Os últimos meses têm sido difíceis para a Huawei, mas a partir de agora, parece que a gigante de tecnologia chinesa vai ter um descanso em meio às tensões comerciais entre China e Estados Unidos. Durante um pronunciamento em Washington D.C., na terça-feira (9), o secretário de comércio dos EUA, Wilbur Ross, esclareceu que embora a Huawei permaneça na Lista de Entidades, seu departamento vai expedir licenças comerciais para empresas desde que “não haja uma ameaça à segurança nacional dos EUA”.

Segue uma rápida recapitulação dessa confusão toda. Em maio, a administração de Trump adicionou a Huawei e 68 de suas afiliadas à Lista de Entidades do Departamento de Comércio – que inclui basicamente qualquer organização, indivíduo, ou empresa que exija uma licença para que companhias norte-americanas possam fazer negócios com eles – alegando que elas representavam um perigo à segurança nacional. Na verdade, essa medida foi uma forma de banir a Huawei uma vez que as empresas norte-americanas precisariam de uma aprovação do governo para fazer negócios com ela. Isso resultou em gigantes de tecnologia, como Google, Intel e Qualcomm afirmando que não forneceriam mais seus produtos à Huawei – embora algumas tenham descoberto formas de como contornar a proibição.
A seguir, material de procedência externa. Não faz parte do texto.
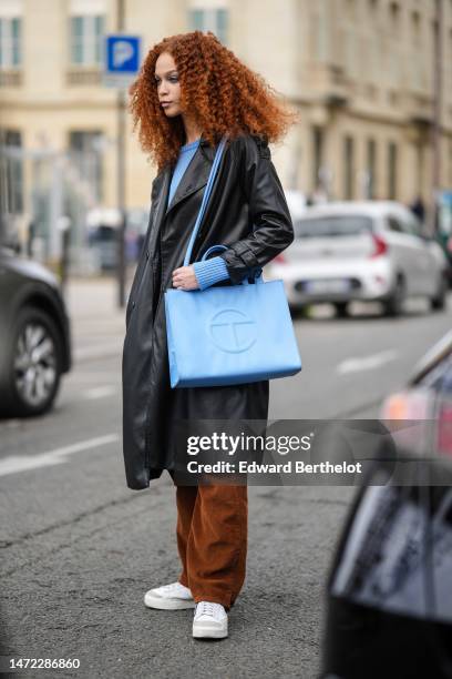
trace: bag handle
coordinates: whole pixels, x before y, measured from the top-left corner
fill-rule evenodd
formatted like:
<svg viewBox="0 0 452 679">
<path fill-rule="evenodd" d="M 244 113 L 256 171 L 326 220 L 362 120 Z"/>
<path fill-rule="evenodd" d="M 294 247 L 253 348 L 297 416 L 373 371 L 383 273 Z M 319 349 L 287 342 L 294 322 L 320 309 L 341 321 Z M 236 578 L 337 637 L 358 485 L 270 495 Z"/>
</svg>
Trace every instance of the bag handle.
<svg viewBox="0 0 452 679">
<path fill-rule="evenodd" d="M 212 252 L 215 252 L 215 251 L 217 251 L 217 250 L 228 250 L 228 249 L 226 247 L 226 245 L 210 245 L 210 247 L 208 247 L 208 249 L 206 250 L 206 252 L 203 254 L 203 256 L 201 257 L 201 261 L 202 261 L 202 262 L 204 262 L 205 260 L 207 260 L 208 255 L 209 255 Z M 255 282 L 255 283 L 264 283 L 264 278 L 263 278 L 263 270 L 261 270 L 261 268 L 258 268 L 258 270 L 257 270 L 257 272 L 256 272 L 256 274 L 255 274 L 255 277 L 254 277 L 254 282 Z M 242 285 L 248 285 L 248 283 L 249 283 L 248 277 L 245 277 L 245 278 L 242 281 Z"/>
<path fill-rule="evenodd" d="M 199 212 L 198 212 L 198 215 L 196 217 L 196 222 L 195 222 L 192 235 L 191 235 L 189 241 L 188 241 L 187 251 L 186 251 L 185 257 L 184 257 L 184 266 L 188 266 L 188 264 L 189 264 L 189 260 L 191 260 L 192 251 L 193 251 L 193 245 L 195 244 L 196 235 L 197 235 L 197 232 L 199 231 L 199 225 L 201 225 L 202 219 L 204 216 L 204 212 L 206 210 L 207 201 L 208 201 L 208 199 L 210 196 L 212 186 L 213 186 L 214 181 L 215 181 L 215 176 L 216 176 L 216 173 L 217 173 L 217 170 L 218 170 L 219 162 L 222 160 L 222 155 L 223 155 L 223 151 L 225 149 L 225 145 L 226 145 L 226 135 L 224 135 L 222 138 L 222 141 L 219 142 L 218 148 L 217 148 L 216 153 L 215 153 L 214 162 L 212 164 L 210 172 L 209 172 L 208 180 L 207 180 L 207 186 L 206 186 L 206 190 L 205 190 L 204 195 L 203 195 L 203 202 L 201 203 Z"/>
</svg>

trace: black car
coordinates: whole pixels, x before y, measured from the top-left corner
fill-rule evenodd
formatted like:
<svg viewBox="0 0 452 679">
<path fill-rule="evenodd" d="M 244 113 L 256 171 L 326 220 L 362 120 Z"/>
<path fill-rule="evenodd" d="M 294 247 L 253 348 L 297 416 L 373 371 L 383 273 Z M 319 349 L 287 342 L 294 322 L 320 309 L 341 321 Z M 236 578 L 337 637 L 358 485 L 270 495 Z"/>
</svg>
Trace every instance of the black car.
<svg viewBox="0 0 452 679">
<path fill-rule="evenodd" d="M 71 369 L 71 333 L 58 278 L 41 264 L 0 251 L 0 415 L 49 411 Z"/>
<path fill-rule="evenodd" d="M 355 498 L 327 586 L 321 678 L 450 679 L 452 332 L 381 416 L 402 420 L 400 468 L 410 460 L 421 483 L 381 485 L 377 460 Z"/>
</svg>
Vamos avançar agora para a reunião do G20 em junho, quando o presidente Donald Trump e o presidente chinês Xi Jinping concordaram em flexibilizar novas tarifas. Na época, Trump, aparentemente do nada, disse que empresas norte-americanas poderiam vender componentes de software e hardware à Huawei. Para tornar tudo ainda mais confuso, na semana passada, agentes norte-americanos foram informados de que, apesar das declarações do presidente, a Huawei permanecia banida.

Mas, de acordo com os esclarecimentos fornecidos pelo secretário Ross, nós agora sabemos que a Huawei ainda está na Lista de Entidades – a questão é que o Departamento de Comércio vai flexibilizar a emissão de licenças. Ross ainda acrescentou que o departamento faria de tudo para garantir que, ao aliviar as restrições, a receita não saia apenas dos EUA para empresas estrangeiras. Ele também afirmou que “o pronunciamento não altera o escopo de itens que requerem licenças do Departamento de Comércio, nem a possibilidade de serem negadas”. Segundo a Reuters, Larry Kudlow, diretor do conselho econômico nacional dos Estados Unidos, declarou em um evento separado na terça-feira (9) que a flexibilização das restrições seria apenas por um período limitado.

Então, embora ambas declarações tenham esclarecido um pouco como a administração de Trump planeja lidar com as contradições do presidente, elas frustrantemente levantaram novas questões. Ainda não está claro qual tecnologia representa – ou não – uma ameaça à segurança nacional. Também não se sabe exatamente quanto tempo essa flexibilização de restrições vai durar. Kudlow, de fato, esclareceu à Reuters que o governo norte-americano não comprará partes, sistemas ou componentes da Huawei – incluindo aqueles para a rede 5G.

Não há dúvidas que isso representa um certo alívio para a Huawei, mas isso não significa o fim das brigas comerciais. Os Estados Unidos continuam a importunar outros países, como a Alemanha, a não utilizarem a tecnologia 5G da Huawei. (Para os EUA, a administração de Trump está considerando exigir que todos os equipamentos 5G sejam fabricados fora da China.) Além disso, a Licença Geral de 90 dias expedida pelo Departamento de Comércio quando o banimento foi implementado vai expirar em 19 de agosto. O objetivo da Licença era oferecer às empresas um prazo para encontrarem novos fornecedores, mas ainda não se sabe se ela será estendida.